«Siamo in una situazione di grave emergenza economica e stiamo cercando di recuperare ogni euro disponibile», così il premier Conte in una conferenza stampa dopo il Consiglio dei Ministri
Tutti gli articoli di Italia Mondo
PHOTO
A causa dell’emergenza coronavirus il Consiglio dei Ministri ha dato il via libera per il rinvio del referendum sul taglio dei parlamentari, previsto il 29 marzo.
«Lo abbiamo deciso allo scopo di assicurare a tutti i soggetti politici una campagna elettorale efficace e ai cittadini un'informazione adeguata», ha spiegato il ministro per i Rapporti con il Parlamento Federico D'Incà. L'esecutivo ha tempo fino al 23 marzo per fissare una nuova giornata elettorale (si ipotizza maggio).
Coronavirus, Conte: «Il refererendum è un costo aggiuntivo»
«Non c'è ancora una nuova data, è un rinvio tecnicamente sine die», ha aggiunto il premier Giuseppe Conte in una conferenza stampa dopo il Consiglio dei ministri. «La nuova data sarà decisa entro il 23 marzo, sentiti anche i comitati del Sì e del No. Si dovrà tenere tra il 10 e il 31 maggio».

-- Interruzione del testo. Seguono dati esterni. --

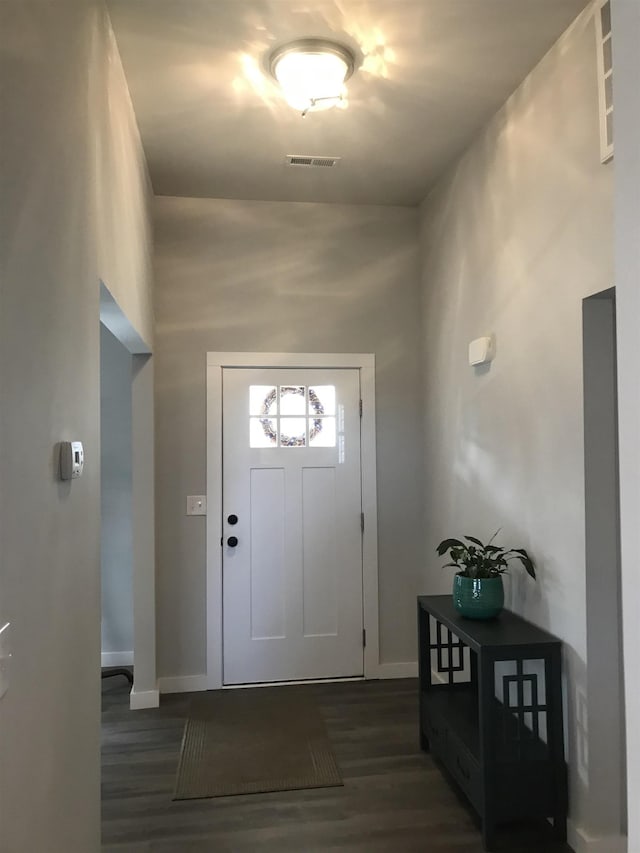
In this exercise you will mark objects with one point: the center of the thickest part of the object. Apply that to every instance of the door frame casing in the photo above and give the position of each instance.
(216, 363)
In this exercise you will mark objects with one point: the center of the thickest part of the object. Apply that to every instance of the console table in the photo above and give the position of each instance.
(491, 712)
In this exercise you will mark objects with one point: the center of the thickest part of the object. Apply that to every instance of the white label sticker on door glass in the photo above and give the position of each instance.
(322, 400)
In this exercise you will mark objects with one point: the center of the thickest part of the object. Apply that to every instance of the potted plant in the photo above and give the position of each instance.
(477, 585)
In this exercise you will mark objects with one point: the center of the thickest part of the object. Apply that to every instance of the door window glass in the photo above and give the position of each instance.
(292, 416)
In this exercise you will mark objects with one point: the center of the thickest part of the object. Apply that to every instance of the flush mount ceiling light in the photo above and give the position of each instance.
(312, 73)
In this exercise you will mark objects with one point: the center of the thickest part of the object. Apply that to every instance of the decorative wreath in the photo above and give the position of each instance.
(291, 440)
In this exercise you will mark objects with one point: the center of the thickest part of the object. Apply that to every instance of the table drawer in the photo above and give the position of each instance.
(465, 769)
(436, 731)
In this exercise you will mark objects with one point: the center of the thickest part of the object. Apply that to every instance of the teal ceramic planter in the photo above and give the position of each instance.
(478, 598)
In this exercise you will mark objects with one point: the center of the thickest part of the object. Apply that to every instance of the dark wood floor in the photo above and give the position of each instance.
(394, 799)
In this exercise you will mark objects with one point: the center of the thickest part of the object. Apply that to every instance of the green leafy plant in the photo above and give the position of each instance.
(477, 560)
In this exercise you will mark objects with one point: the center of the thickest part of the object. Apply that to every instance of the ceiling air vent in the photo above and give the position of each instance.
(311, 162)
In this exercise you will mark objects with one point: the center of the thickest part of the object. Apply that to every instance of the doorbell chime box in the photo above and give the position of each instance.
(71, 459)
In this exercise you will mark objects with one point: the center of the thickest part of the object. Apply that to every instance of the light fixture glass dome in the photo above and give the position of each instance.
(312, 73)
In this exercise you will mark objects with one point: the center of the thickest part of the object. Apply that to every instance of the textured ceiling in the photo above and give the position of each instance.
(431, 73)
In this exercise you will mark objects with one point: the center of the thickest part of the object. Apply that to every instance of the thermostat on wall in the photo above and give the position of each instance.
(71, 459)
(482, 350)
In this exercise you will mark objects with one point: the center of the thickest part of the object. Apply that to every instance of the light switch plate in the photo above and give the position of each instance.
(5, 657)
(196, 504)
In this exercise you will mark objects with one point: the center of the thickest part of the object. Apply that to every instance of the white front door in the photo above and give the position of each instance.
(292, 542)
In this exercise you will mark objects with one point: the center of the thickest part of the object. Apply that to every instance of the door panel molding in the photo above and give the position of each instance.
(216, 362)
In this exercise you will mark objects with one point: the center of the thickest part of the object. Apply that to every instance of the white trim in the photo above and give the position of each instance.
(143, 699)
(293, 683)
(408, 669)
(290, 359)
(183, 684)
(370, 601)
(216, 361)
(582, 842)
(116, 658)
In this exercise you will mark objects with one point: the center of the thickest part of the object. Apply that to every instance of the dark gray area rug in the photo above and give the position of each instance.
(253, 741)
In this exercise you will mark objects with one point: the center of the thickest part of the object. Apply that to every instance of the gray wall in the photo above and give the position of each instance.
(514, 236)
(53, 97)
(283, 277)
(626, 38)
(116, 550)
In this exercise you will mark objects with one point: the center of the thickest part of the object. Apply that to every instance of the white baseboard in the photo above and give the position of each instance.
(582, 842)
(183, 684)
(408, 669)
(143, 699)
(117, 659)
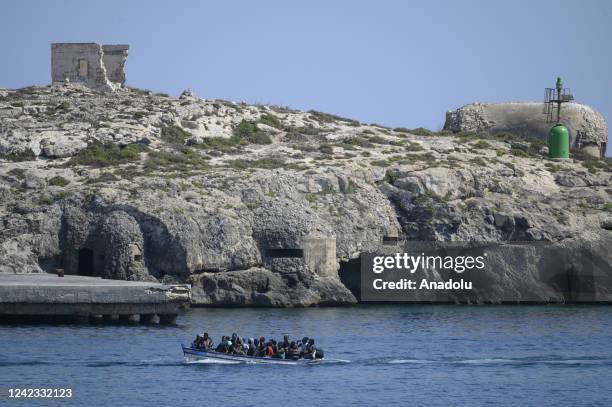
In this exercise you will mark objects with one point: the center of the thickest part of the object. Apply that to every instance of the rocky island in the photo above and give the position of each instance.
(258, 205)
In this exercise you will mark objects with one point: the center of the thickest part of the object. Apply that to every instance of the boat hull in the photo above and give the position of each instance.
(216, 357)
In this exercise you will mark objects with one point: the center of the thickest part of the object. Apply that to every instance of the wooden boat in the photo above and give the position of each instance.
(217, 357)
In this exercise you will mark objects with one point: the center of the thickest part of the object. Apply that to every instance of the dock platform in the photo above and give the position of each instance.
(44, 296)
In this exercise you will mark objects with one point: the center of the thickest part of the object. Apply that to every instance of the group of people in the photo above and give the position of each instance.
(260, 347)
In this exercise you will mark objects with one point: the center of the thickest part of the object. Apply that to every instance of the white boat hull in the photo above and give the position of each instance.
(224, 358)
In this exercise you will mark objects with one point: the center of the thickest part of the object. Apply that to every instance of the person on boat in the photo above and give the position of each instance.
(286, 343)
(262, 348)
(270, 349)
(280, 352)
(302, 346)
(251, 348)
(310, 351)
(206, 342)
(293, 352)
(238, 348)
(225, 345)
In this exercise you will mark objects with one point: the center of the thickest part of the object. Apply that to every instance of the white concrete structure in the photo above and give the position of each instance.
(97, 66)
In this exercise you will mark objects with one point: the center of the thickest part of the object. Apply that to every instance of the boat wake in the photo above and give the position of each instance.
(503, 361)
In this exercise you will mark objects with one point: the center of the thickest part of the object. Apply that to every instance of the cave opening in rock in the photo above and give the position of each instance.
(280, 253)
(350, 275)
(86, 262)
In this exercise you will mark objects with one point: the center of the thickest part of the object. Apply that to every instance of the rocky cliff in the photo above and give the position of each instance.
(261, 205)
(588, 129)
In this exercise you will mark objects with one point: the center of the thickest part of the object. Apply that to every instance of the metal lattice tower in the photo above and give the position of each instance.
(553, 99)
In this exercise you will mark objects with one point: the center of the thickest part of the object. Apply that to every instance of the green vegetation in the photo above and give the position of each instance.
(18, 173)
(174, 134)
(268, 163)
(478, 161)
(248, 131)
(271, 120)
(312, 198)
(380, 163)
(330, 118)
(391, 176)
(104, 155)
(27, 155)
(62, 107)
(421, 131)
(182, 160)
(481, 144)
(103, 177)
(58, 181)
(326, 149)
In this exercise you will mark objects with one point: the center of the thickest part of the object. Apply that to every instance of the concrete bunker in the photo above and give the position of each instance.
(96, 66)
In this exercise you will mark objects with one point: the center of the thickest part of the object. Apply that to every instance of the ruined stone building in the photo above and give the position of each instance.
(97, 66)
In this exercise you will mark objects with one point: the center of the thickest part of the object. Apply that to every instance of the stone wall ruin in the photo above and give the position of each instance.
(97, 66)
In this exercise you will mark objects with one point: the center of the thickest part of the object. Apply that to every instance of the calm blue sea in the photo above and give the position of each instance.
(381, 355)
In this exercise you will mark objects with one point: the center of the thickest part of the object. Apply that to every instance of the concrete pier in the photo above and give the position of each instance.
(45, 296)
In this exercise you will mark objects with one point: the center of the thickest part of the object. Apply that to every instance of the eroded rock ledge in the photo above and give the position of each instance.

«Siamo in una situazione di grave emergenza economica e stiamo cercando di recuperare ogni euro disponibile. Non possiamo permetterci che il referendum sia un costo aggiuntivo. Cercheremo di ottenere l'accorpamento di tutte le date, da qui a giugno, in un'unica data». Così il capo politico reggente M5S Vito Crimi in una conferenza stampa al Senato.
Referendum, scontri di natura politica
Le forze politiche fino a ora si sono divise e molti chiedono uno slittamento anche tecnico, di poche settimane. Tra i contrari alla conferma del voto c’è il Partito radicale, che ha scritto in una nota: «Votare il 29 marzo è un attentato ai diritti civili e politici dei cittadini, così come configurato dall’articolo 294 del codice penale. Siamo di fronte a una violazione del diritto dei cittadini ad essere informati».
«Qualora il Governo intendesse proporre un accorpamento con elezioni amministrative, i nostri costituzionalisti e gli avvocati sono già al lavoro per valutare tutti i possibili ricorsi avverso tale gravissima violazione delle basilari norme democratiche. Infatti al danno della mancata assicurazione di adeguata informazione attraverso i media, ad iniziare dalla tv pubblica, si aggiungerebbe la beffa di un referendum che sarebbe inevitabilmente travolto dalla battaglia tra i partiti», annuncia la Fondazione Luigi Einaudi, impegnata sul fronte del No. La stessa posizione è espressa dai senatori Nannicini, Pagano e Cangini.